Introduction

Head and neck cancer include oral cavity and oropharyngeal cancers, nasopharyngeal cancers (NPC), laryngeal and hypopharyngeal cancers, et al. According to the globocan 2012, the incidence of head and neck cancer every year is 683235/1000,000, the mortality is 375665/1000,000. And it is the sixth cause of cancer death throughout the world1,2,3. Because of the difficulty in early diagnosis, the five-year survival rate of head and neck cancer is lower than other cancers like breast, cervix and colorectal cancers4. Therefore, early diagnosis of head and neck cancer is extremely important.

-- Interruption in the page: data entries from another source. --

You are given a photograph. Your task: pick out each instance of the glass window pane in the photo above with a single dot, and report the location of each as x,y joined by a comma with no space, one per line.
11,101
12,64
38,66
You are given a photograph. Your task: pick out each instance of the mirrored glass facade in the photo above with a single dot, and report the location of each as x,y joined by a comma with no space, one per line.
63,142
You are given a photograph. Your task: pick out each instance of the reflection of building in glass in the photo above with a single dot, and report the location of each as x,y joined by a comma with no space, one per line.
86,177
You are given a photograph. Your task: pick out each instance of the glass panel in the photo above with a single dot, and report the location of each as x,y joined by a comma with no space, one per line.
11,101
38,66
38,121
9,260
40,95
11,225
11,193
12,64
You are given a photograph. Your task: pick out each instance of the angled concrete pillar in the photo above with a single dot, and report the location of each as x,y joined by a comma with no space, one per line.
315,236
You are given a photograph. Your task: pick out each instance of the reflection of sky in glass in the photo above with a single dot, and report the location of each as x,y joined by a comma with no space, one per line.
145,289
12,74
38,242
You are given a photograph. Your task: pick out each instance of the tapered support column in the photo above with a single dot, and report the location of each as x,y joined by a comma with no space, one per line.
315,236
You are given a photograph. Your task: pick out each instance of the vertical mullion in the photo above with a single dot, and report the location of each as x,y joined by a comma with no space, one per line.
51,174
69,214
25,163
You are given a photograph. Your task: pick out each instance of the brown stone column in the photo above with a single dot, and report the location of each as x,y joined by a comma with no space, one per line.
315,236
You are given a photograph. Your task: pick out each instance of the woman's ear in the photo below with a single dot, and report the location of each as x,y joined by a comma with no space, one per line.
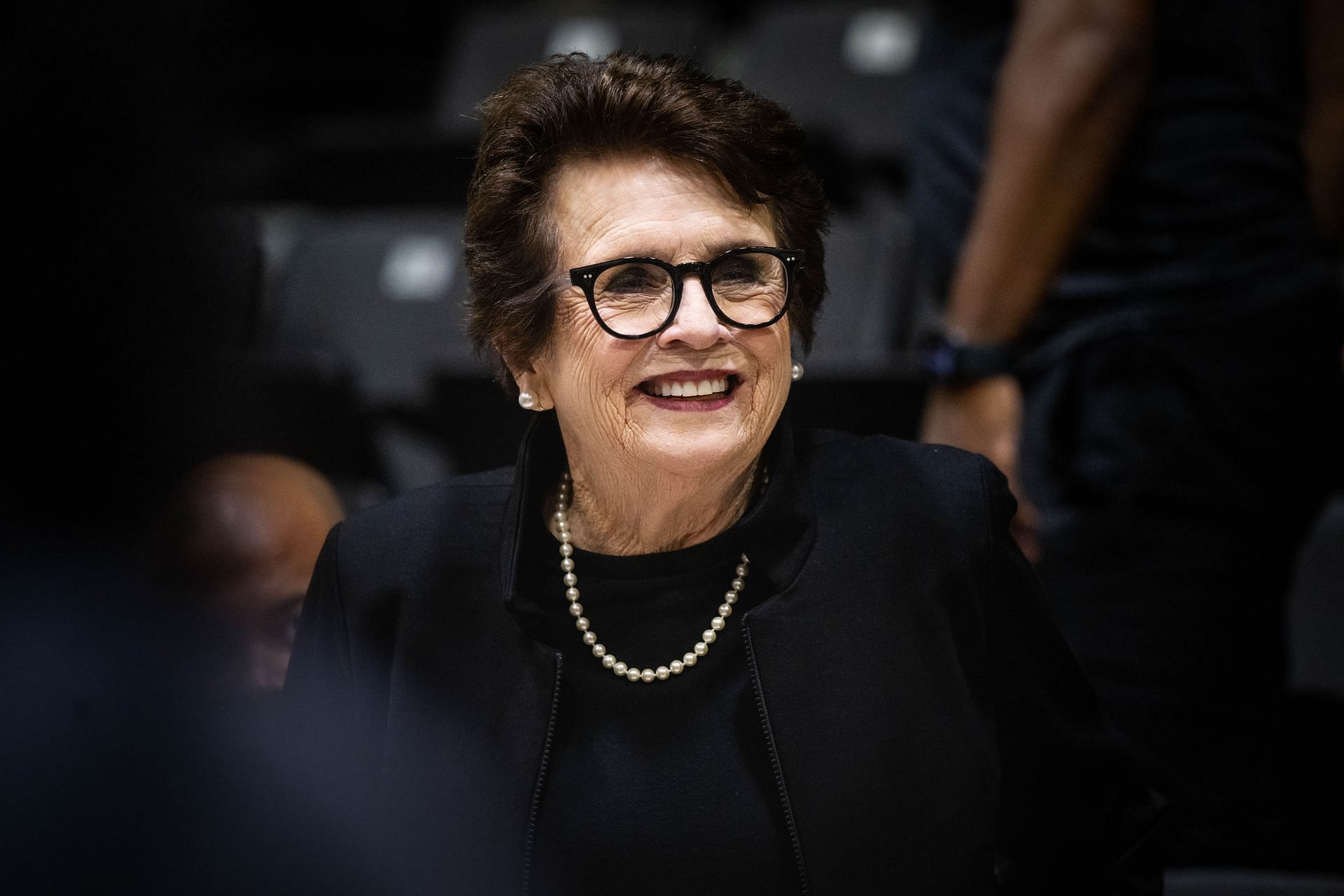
531,383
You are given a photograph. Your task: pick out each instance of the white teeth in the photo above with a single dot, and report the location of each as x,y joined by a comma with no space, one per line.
679,388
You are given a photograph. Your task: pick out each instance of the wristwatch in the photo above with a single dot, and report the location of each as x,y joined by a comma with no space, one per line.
949,360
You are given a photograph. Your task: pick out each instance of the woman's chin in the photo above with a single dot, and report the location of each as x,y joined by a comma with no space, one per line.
696,444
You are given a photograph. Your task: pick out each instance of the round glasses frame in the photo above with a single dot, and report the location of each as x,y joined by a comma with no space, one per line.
790,258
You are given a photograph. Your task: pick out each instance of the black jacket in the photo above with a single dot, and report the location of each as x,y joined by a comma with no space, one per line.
929,729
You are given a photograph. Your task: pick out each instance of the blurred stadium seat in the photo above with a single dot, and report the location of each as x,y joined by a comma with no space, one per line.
489,45
1233,881
840,69
867,315
377,293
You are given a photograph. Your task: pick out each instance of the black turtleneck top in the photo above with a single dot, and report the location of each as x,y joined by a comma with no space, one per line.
663,786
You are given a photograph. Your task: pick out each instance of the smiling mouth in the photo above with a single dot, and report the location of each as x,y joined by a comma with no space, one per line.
708,388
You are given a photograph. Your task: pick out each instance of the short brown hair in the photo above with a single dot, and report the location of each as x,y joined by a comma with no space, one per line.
574,106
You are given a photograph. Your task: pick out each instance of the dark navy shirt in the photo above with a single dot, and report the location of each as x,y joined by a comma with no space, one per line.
1206,206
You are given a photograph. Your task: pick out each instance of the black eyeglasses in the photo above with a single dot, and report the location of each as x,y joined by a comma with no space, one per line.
638,298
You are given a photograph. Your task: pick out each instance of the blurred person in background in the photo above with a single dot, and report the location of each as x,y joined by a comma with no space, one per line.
1142,330
242,538
682,648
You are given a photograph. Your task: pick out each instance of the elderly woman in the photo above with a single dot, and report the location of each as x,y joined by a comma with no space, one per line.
682,648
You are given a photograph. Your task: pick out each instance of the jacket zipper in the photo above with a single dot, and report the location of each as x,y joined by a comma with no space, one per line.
540,778
774,761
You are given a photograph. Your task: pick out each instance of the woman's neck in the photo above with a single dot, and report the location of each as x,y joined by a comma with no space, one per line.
656,512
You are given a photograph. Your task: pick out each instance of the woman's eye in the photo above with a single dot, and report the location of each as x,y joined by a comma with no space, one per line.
737,272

There are many kinds of methods to detect head and neck cancer, including radiologic examinations and endoscopy. Radiologic examinations include CT, MRI, PET/CT and so on. CT or MRI provides cross sectional imaging, if the tumors are too small, they can’t be visualized by CT or MRI. The time and cost may be also problem for patients. Additionally, CT or MRI may be beneficial in staging laryngeal carcinoma and planning the most appropriate surgical procedure5. PET/CT identified primary tumors of non-squamous origin that infiltrated the middle or deep submucosal layer, including nonkeratinizing and undifferentiated carcinomas. Small or superficial lesions can easily be missed, because they are too small to take up sufficient FDG for detection on PET, this is the limited resolution of the PET scanner6,7. Therefore, endoscopy may be the prime method to early diagnose head and neck cancer. Among them, narrow band imaging (NBI) is a novel optical digital method of image-enhanced endoscopy which combined with the electronic laryngoscope. The thin capillary network on the mucosal surface shows as brownish and thick blood vessels show as cyan, on the NBI image. To identify suspicious lesions, especially in the colon, stomach, and esophagus, NBI has been applied as the standard endoscopic examination. Besides there were many meta-analysis studies to evaluate the diagnostic performance of NBI in these cancers8,9,10,11,12,13,14,15.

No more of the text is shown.